I laughed it off saying I'm sure this wouldn't be a problem! The conversation veered to homosexuality, and him not being able to get his head around being attracted to another guy and he just assumes that they are attracted to all guys. Me trying to explain to him, in a round about way without shedding light on myself being gay, that it works the same as him being attracted to women, "Your not attracted to all women right? It's the same thing!"

Well the talk continued and his lack of understanding it came into discussion. "I guess i just don't get how it works, men, at a primitive level, want to create/procreate. Two dudes can't do that"

Well, i tried explaining this without disclosing my self, but it seemed stupid and pointless. At this point I gave up, and spoke directly. "Look, You are just born this way. I'm Gay and i can tell you i have NEVER been attracted to women, I don't find all guys attractive..."

I wasn't expecting to do it, but I finally came out to a friend from Church. He took it great. He did say he still stands to his not understanding on a primitive level, which i explained I wish i could have an awnser for you, but i can tell you i have always been this way and the primitive urge to pro-create isn't there.

I was really impressed with his reaction, and making it a non issue. He is still the same friend to me as he was 5 mins before telling him.
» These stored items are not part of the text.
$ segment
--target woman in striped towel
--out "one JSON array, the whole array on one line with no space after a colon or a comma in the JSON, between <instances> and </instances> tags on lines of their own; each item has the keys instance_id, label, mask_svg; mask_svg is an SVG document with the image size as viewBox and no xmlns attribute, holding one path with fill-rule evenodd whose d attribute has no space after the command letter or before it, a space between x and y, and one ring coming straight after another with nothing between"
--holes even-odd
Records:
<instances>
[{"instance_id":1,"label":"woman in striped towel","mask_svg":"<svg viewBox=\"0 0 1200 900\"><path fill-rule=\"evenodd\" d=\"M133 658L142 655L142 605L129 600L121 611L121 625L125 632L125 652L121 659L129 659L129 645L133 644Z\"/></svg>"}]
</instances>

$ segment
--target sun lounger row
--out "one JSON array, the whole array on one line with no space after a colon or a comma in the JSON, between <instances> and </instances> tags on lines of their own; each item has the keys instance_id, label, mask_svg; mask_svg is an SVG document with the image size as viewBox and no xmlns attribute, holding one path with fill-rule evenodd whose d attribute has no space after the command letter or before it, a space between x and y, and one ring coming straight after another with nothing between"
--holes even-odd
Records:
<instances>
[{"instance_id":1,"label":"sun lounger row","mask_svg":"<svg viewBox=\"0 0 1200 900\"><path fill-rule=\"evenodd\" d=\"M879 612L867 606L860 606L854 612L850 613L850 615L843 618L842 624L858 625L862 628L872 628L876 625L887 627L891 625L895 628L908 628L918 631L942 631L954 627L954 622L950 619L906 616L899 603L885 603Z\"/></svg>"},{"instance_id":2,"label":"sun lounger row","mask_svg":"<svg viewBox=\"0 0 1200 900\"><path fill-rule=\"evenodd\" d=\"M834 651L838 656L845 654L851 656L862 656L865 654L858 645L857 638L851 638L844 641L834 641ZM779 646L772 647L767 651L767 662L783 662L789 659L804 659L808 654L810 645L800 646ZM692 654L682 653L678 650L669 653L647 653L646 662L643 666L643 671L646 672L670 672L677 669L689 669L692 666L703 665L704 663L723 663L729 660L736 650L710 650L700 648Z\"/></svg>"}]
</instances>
He didn't lay any church on me about it, instead was intrigued about who i found hot, who knew, would i tell my parents, how i think they would take it etc.

He rid all the fears i had on coming out to any church friends.

I hope all my church mates will be like this.

3 comments:

Austin said...

It's so awesome when you get experiences like this. It makes it so much easier when you make that leap to come out to others.

Rob said...

Congratulations! Glad it went so well!

One suggestion that might help him understand at least intellectually if not viscerally. Ask him to imagine the girl of his dreams, how she looks, how she makes him feel, how he imagines his life with her. Ask him to close his eyes and imagine her face in his mind, along with all those thoughts and feelings.

Then when he's got it, just say "Okay, now just change her face for that of a handsome guy. Don't change anything else, the feelings, the inspiration, the hopes, the dreams, the aspirations, all that wonderful stuff that she makes you feel. Don't change any of that, just change the gender of the partner. THAT's what it's like for gay guys." Might help him "get it" a little more.

Unknown said...

Thats cool he was so good about it all. I am finding a lot of my friends who I thought would want nothing to do with me, that it really makes so difference to them!